How did you become military governor of Western Region? What were your challenges ruling an entity today seen as six states of the Southwest?

I had no challenges at all. First of all, the first military coup took place in January 1966. I had just handed over as Chief of Staff, Army Headquarters to somebody else and I was sent on a course to Imperial Defence College, England, which started in January. Seven weeks after I handed over and I was on that course in England, the coup of January took place and General Aguiyi Ironsi, who was then the most senior amongst us, took over as the military Head of State. Then, from the Imperial Defence College, where I was, we were going on a world tour and it was then the military government came to power in my home country, Nigeria. I wanted to know what the foreign policy of my country under General Ironsi regime would be so that I could tell them in countries we would visit during the world tour from the Imperial Defence College in England. So I had to get in touch with Brigadier Ogundipe, who was then the Chief of Staff at the Army Headquarters that I would like to come home to ask from the Commander-in-Chief about the foreign policy of our country and so I was asked to come. I left UK on the 28th of July that 1966 by the Nigerian Airways which would leave UK in the night and you arrive Nigeria the following morning. So I came to Nigeria on the morning of 29th of July and the (second) coup took place that night, while Ironsi was visiting Ibadan, Western Region and unfortunately the Head of State, Ironsi, was killed during the coup in Ibadan with his host military governor of Western Region at that time, Lt. Col. Francis Adekunle Fajuiyi. They were both killed during the coup and that was how I couldn’t go back for that course anymore because there was confusion. You don’t know what to do and being a very senior officer in the Nigerian Army then, having been the first Chief of Staff at the Army Headquarters and I was visiting the Head of State then to know what the foreign policy of the country under his regime was and I couldn’t see him. So I had to go round to see other people including our civilian elders: Pa Adetokunbo Ademola, Dr. Majekodunmi, Chief S. L. Edu and others. They decided that I shouldn’t go back to England being more or less the most senior officer then and being somebody they all knew, that it would be easier for me to be at home and take part in the new government. And knowing so well that I was the only Army senior officer of Yoruba extraction they knew then, they pleaded that I should stay back and take over as a military governor.

 

Being the most senior officer, why were you not picked as Head of State to succeed General Ironsi?

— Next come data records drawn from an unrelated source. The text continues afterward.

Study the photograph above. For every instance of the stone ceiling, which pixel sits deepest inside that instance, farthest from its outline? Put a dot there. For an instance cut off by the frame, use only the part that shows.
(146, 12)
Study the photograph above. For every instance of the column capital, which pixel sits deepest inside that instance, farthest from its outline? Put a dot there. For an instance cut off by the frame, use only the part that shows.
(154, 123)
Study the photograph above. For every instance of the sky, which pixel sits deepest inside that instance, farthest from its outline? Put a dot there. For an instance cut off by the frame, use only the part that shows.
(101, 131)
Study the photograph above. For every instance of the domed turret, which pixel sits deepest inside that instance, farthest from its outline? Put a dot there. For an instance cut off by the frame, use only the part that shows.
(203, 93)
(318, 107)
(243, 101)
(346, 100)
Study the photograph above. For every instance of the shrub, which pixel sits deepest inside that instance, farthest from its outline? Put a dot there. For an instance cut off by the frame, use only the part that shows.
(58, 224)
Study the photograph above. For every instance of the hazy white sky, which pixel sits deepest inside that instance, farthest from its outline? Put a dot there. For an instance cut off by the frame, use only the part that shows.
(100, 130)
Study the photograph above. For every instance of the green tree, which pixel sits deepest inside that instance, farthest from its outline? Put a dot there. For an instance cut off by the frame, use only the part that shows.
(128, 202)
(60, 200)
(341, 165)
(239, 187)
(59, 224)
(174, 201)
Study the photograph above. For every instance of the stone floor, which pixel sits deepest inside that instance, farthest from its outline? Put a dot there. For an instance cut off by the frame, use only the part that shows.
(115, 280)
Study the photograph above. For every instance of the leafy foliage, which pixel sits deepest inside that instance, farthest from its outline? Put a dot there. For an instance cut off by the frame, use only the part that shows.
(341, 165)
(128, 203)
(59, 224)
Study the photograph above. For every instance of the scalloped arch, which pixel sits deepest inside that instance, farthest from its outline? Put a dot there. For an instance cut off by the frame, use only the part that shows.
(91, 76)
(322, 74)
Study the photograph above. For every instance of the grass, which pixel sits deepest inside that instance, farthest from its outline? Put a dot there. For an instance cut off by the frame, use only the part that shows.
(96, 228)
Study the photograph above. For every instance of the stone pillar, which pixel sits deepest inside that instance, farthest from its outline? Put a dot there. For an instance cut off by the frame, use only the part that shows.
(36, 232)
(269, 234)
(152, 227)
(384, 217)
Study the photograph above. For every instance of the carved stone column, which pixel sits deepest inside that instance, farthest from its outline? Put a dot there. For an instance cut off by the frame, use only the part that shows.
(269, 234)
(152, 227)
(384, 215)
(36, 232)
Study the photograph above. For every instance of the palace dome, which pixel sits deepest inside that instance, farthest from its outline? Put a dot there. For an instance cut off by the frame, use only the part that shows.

We discussed it for a long time. Then the Northerners decided that Gowon should take over although I was senior to Gowon. Even Francis Adekunle Fajuyi that had just been killed in the coup, I was senior to him too. With all due respect, Gowon was working under me before I left for Imperial Defence College in England but the North felt that it was their turn to take over as the Head of State and I felt I couldn’t work under Gowon because he was junior to me. Then our elders started pleading with me that I should be the governor of the Western Region being the most senior officer of the Yoruba people in the Army.

 

What was your rank in the Army then?

I was a full colonel and Gowon was lieutenant colonel. So we were holding that discussion for about three or four days. Eventually, they convinced me because they pleaded with me that I should take over the governorship of Western Region, to which I agreed and took over on the 4th of August, 1966.

 

What achievements could you show for your four years administration of Western Region?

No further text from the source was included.